Why Gender Affects BAC Levels
When drinking alcohol, gender is one important factor that determines how much alcohol winds up in your bloodstream. When a man and a woman weigh the same, the woman will raise her blood alcohol content (BAC) faster. This is because women generally have less water and more body fat per pound of body weight. Fat does not absorb alcohol as easily as other cells, so more alcohol remains in the bloodstream of women.
In addition, women generally have less of the enzyme dehydrogenase that breaks down alcohol in the stomach. Hormone levels also affect the body’s ability to process alcohol. This means that women respond faster and with more intensity after drinking alcohol.
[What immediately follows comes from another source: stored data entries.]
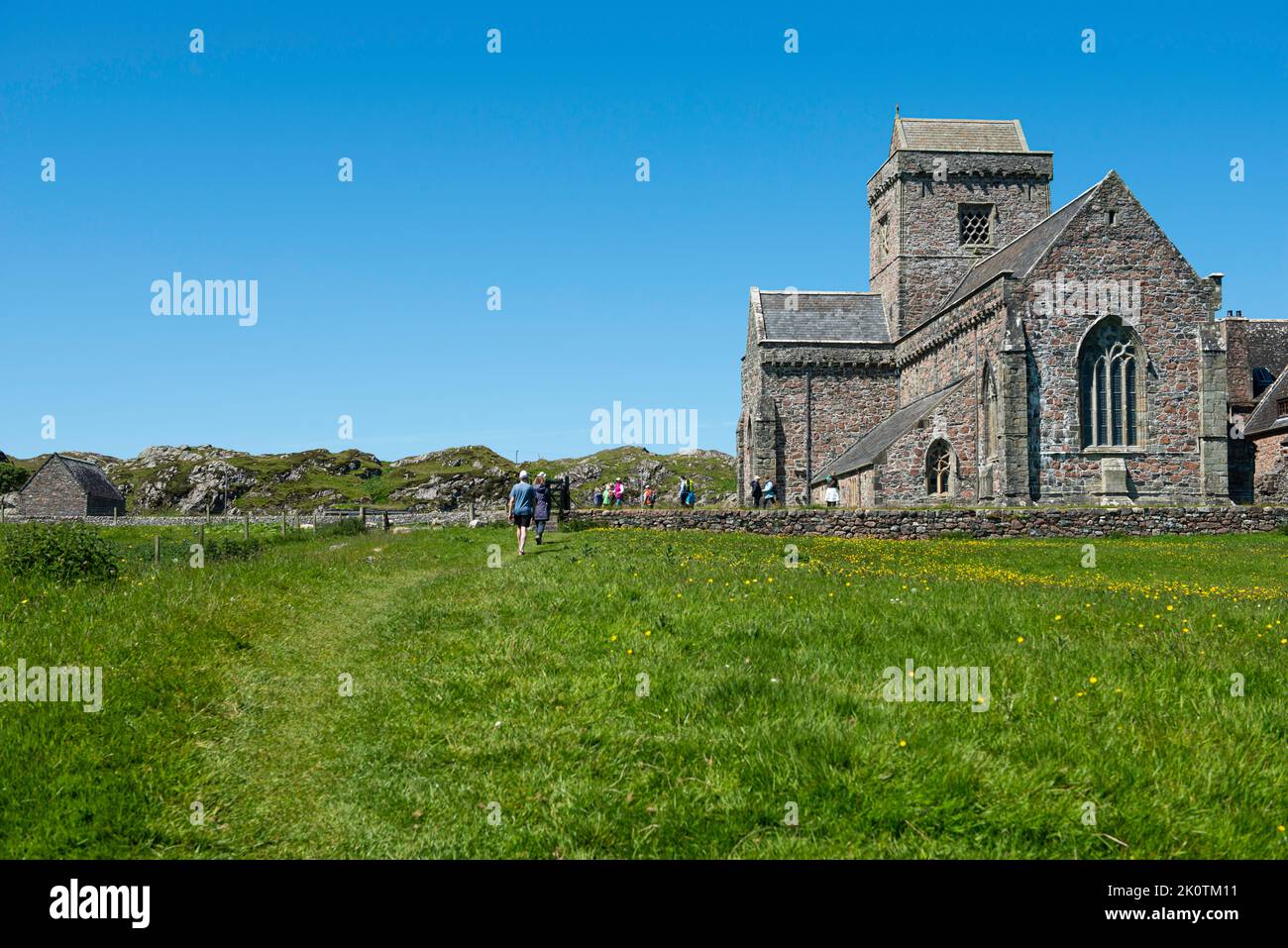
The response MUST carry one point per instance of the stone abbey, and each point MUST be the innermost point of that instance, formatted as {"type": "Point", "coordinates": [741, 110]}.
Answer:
{"type": "Point", "coordinates": [1010, 355]}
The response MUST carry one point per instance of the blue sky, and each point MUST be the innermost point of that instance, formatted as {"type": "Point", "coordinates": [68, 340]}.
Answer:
{"type": "Point", "coordinates": [518, 170]}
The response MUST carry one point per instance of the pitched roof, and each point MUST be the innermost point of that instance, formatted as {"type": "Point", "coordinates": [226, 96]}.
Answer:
{"type": "Point", "coordinates": [1265, 416]}
{"type": "Point", "coordinates": [866, 450]}
{"type": "Point", "coordinates": [958, 136]}
{"type": "Point", "coordinates": [823, 317]}
{"type": "Point", "coordinates": [1020, 256]}
{"type": "Point", "coordinates": [90, 476]}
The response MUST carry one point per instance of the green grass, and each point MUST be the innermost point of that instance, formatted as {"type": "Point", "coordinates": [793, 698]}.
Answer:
{"type": "Point", "coordinates": [516, 685]}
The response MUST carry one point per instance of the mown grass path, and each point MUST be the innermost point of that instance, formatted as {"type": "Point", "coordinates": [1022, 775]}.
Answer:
{"type": "Point", "coordinates": [626, 693]}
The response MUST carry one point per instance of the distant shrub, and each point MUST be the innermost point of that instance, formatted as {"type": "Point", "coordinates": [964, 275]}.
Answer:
{"type": "Point", "coordinates": [233, 548]}
{"type": "Point", "coordinates": [343, 527]}
{"type": "Point", "coordinates": [58, 552]}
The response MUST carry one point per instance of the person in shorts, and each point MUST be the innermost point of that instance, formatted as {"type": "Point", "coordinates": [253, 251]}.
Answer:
{"type": "Point", "coordinates": [520, 507]}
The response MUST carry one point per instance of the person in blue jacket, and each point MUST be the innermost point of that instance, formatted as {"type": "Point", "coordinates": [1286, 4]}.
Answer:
{"type": "Point", "coordinates": [523, 501]}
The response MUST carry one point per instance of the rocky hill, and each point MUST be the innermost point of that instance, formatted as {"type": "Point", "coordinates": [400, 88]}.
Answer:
{"type": "Point", "coordinates": [184, 479]}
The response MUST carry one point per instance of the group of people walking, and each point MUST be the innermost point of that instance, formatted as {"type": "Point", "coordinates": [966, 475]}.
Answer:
{"type": "Point", "coordinates": [616, 493]}
{"type": "Point", "coordinates": [528, 505]}
{"type": "Point", "coordinates": [767, 494]}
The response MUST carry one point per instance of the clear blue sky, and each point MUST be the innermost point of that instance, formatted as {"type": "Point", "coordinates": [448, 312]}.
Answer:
{"type": "Point", "coordinates": [518, 170]}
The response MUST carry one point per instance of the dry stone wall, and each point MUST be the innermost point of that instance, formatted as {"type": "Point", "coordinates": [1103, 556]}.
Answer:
{"type": "Point", "coordinates": [980, 523]}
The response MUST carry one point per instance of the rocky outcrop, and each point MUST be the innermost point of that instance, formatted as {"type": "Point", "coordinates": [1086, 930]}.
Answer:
{"type": "Point", "coordinates": [188, 479]}
{"type": "Point", "coordinates": [978, 523]}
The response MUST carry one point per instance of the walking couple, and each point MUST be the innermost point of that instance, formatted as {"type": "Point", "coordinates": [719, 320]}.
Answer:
{"type": "Point", "coordinates": [529, 504]}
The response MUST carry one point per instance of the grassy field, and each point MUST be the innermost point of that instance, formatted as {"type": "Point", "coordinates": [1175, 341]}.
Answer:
{"type": "Point", "coordinates": [502, 712]}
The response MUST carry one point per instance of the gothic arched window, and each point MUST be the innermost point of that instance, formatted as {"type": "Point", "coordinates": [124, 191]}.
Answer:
{"type": "Point", "coordinates": [939, 469]}
{"type": "Point", "coordinates": [988, 414]}
{"type": "Point", "coordinates": [1111, 381]}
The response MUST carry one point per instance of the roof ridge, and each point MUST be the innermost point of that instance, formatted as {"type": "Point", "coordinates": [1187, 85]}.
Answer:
{"type": "Point", "coordinates": [1010, 244]}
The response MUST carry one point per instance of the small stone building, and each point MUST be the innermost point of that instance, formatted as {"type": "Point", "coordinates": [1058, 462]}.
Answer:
{"type": "Point", "coordinates": [1266, 438]}
{"type": "Point", "coordinates": [1005, 353]}
{"type": "Point", "coordinates": [68, 487]}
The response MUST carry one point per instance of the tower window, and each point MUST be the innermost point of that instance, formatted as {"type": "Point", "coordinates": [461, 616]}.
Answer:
{"type": "Point", "coordinates": [939, 469]}
{"type": "Point", "coordinates": [1109, 381]}
{"type": "Point", "coordinates": [884, 237]}
{"type": "Point", "coordinates": [977, 224]}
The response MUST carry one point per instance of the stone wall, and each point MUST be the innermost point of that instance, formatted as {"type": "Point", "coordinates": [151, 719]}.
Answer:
{"type": "Point", "coordinates": [903, 476]}
{"type": "Point", "coordinates": [1252, 343]}
{"type": "Point", "coordinates": [53, 492]}
{"type": "Point", "coordinates": [1271, 467]}
{"type": "Point", "coordinates": [374, 520]}
{"type": "Point", "coordinates": [833, 406]}
{"type": "Point", "coordinates": [1179, 398]}
{"type": "Point", "coordinates": [913, 524]}
{"type": "Point", "coordinates": [926, 258]}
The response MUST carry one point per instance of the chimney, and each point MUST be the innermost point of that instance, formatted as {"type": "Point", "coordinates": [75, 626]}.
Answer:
{"type": "Point", "coordinates": [1215, 278]}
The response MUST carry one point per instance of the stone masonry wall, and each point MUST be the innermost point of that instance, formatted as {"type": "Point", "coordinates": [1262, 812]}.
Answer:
{"type": "Point", "coordinates": [915, 524]}
{"type": "Point", "coordinates": [1252, 343]}
{"type": "Point", "coordinates": [1271, 466]}
{"type": "Point", "coordinates": [926, 258]}
{"type": "Point", "coordinates": [844, 404]}
{"type": "Point", "coordinates": [54, 492]}
{"type": "Point", "coordinates": [1173, 308]}
{"type": "Point", "coordinates": [902, 478]}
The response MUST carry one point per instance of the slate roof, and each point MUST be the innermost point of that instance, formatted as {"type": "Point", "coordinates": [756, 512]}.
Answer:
{"type": "Point", "coordinates": [89, 475]}
{"type": "Point", "coordinates": [867, 449]}
{"type": "Point", "coordinates": [958, 136]}
{"type": "Point", "coordinates": [824, 317]}
{"type": "Point", "coordinates": [1265, 417]}
{"type": "Point", "coordinates": [1020, 256]}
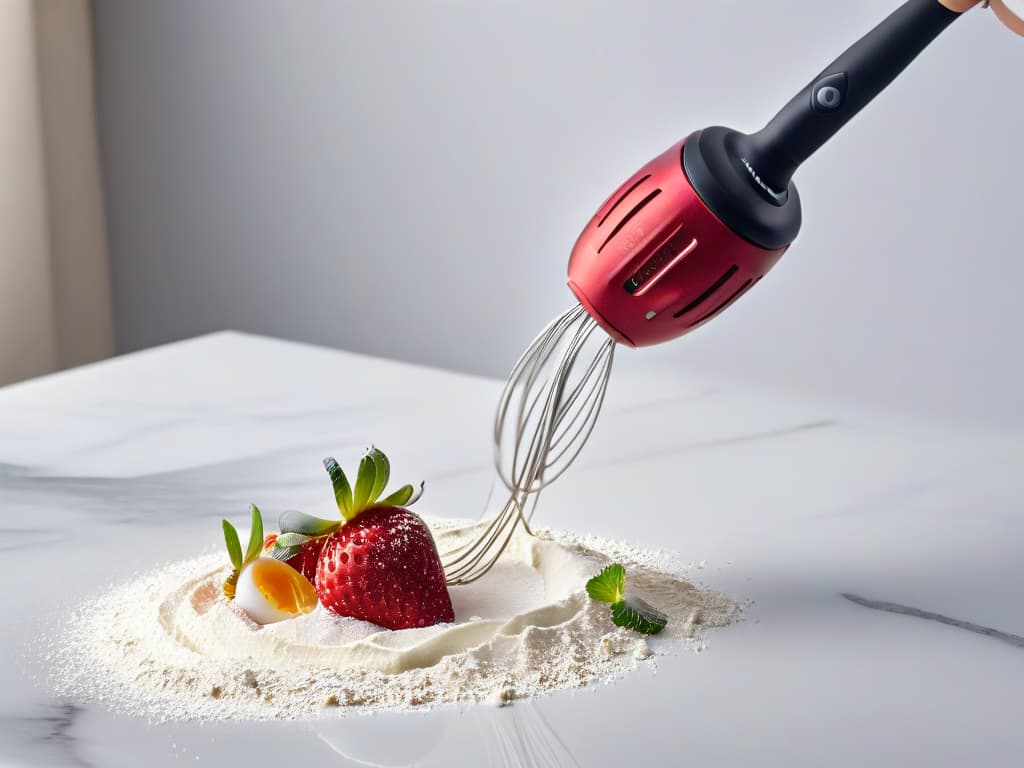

Less fat and larger volume of body water mean that a person will respond slower when drinking alcohol and reach a lower BAC level.
When a man who weighs 140 lb. drinks two drinks in one hour, he will reach a blood alcohol content of approximately .038. A woman weighing the same and drinking the same amount of alcohol will end up with a BAC of approximately .048. Note that both persons weigh the same, but the person with more body fat is more likely to be at risk of impaired driving.
Remember, this does not mean that the more you weigh, the more you will be affected by a given amount of alcohol. It is the opposite. The more you weigh, the less you will be affected. But when two people weigh the same, the percentage of body fat will make a difference.